Truss and Sunak face off on climate and energy, in a race to the bottom

The UK desperately needs cheap, clean energy, home insulation and real leadership on the climate and cost of living crises. But based on the showing of the two candidates to lead our country, we won't be getting it any time soon.

At a recent Conservative leadership hustings, Liz Truss promised to change the rules to ensure farming is prioritised over new solar projects. She also vowed to exploit all the gas in the North Sea and said she would allow fracking in locations "where communities supported it".

Rishi Sunak has already indicated his own opposition to the most cost-effective, clean energy, saying he would restrict solar development on farmland and reverse proposed moves by the government to lift the block on onshore wind farm development in England.

Truss also repeated her pledge to suspend 'green levies' on energy bills, despite experts warning that this would save an average household just £150 off their annual bills. Neither this, nor Sunak's pledge to suspend VAT on household energy bills, even scratches the surface of this crisis with rising fossil fuel prices sending average bills to over £3000, and the cost of living rising much faster than wages.

Both candidates have expressed a lukewarm commitment to the UK's legally binding target to reach 'net zero' emissions by 2050. Truss said we needed to find "better ways to deliver net zero" that won't "harm people and businesses", and Sunak warned "If we go too hard and too fast then we will lose people."

At a time when other European countries are pushing to reduce their gas dependency, and just two weeks after the UK's record-breaking 40C heatwave, it seems surreal that the candidates to be the UK's Prime Minister fail to grasp what is at stake.

In this energy crisis, it makes no sense at all to rule out energy sources which are not only cheap and clean, but can also have a quick impact: a new wind farm can be up and running within weeks once construction starts. 

What's behind this wilful blindness on climate?

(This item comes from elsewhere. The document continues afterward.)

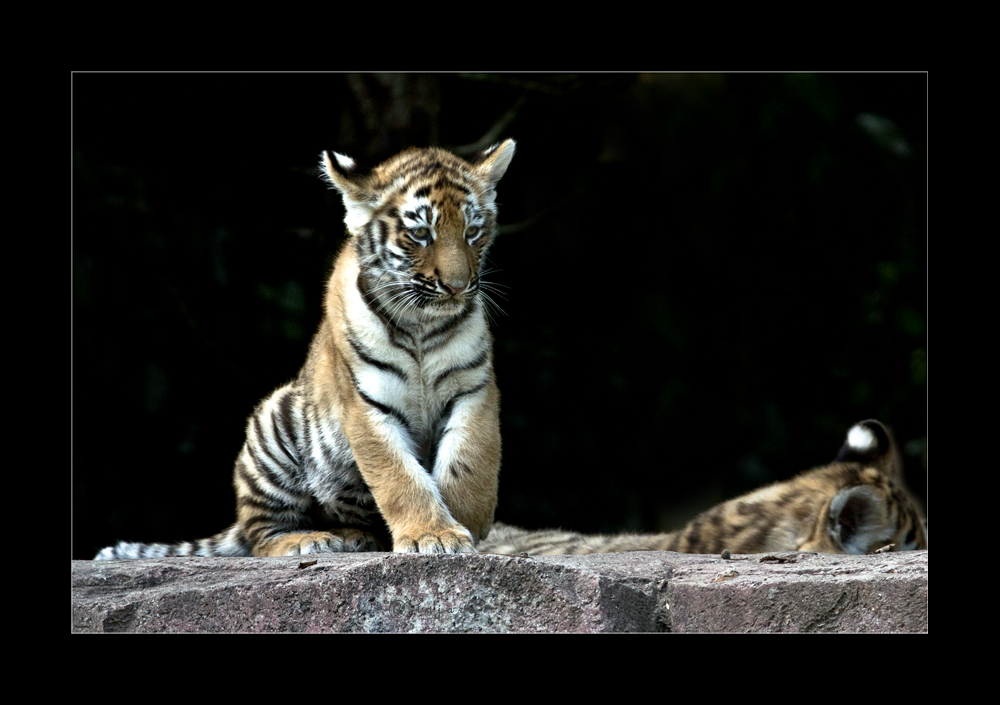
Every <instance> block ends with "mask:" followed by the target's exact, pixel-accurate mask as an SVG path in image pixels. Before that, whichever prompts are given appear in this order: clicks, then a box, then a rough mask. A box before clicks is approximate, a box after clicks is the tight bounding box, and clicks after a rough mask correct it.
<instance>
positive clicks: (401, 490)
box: [95, 139, 515, 560]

Is it that they believe this stance will be popular electorally with Conservative voters? A survey in April found that 80% of Conservative voters surveyed supported onshore wind expansion in general, with 72% supporting new onshore wind 'in my area'.

Recent polling also found that less than a quarter of Conservative voters opposed the UK's net zero target, believing it should either be later than 2050 or should be scrapped, compared to almost three-quarters who believed we should aim for net zero by 2050 or even sooner (data p36). Meanwhile, another poll found around a third of Tory voters did not support net zero, But this research also found that supporting net zero and renewable energy is an electoral asset in marginal constituencies and among undecided voters. And there is widespread public support for home insulation as a key measure to improve the UK's energy security.

Of course, in this leadership election, only Conservative members will have a vote, and they place a lower priority on tackling the climate emergency than the wider population. But they are certainly not against green policies which lower bills: both  wind energy and home insulation support are popular.

Truss and Sunak also needed to woo Tory MPs, 9% of whom don't even believe there is scientific consensus on climate change. That will have an impact, although not all Conservative MPs are so ignorant: for example over half of them did agree that a green recovery from Covid should be a priority.

In the 'energy strategy' earlier this year, in the spring Budget, as well as in this current leadership contest, popular and practical policies like home retrofitting, wind power and solar were almost entirely absent, in their place, major tax incentives for North Sea oil. A strong case is made here for taking a hard look at the role of media oligarchs in driving government policy. Because they desire positive media coverage, Prime Ministers (and those who want to be Prime Minister) may be directly influenced by editorials calling for the return of fracking. Importantly, this can happen even if those editorials don't have much impact on public opinion.

And of course, behind closed doors, there are corporate fossil fuel lobbyists and donors with the kind of access to decision-makers that the fragmented home retrofitting sector can only dream of.

Whoever wins the race to be Prime Minister will face a winter of crisis with spiralling fuel poverty and industrial action as workers fight wage suppression. And a global reality in which gas prices are not going down any time soon and the window to avoid climate catastrophe is rapidly closing. Public demand for action is not going to let up.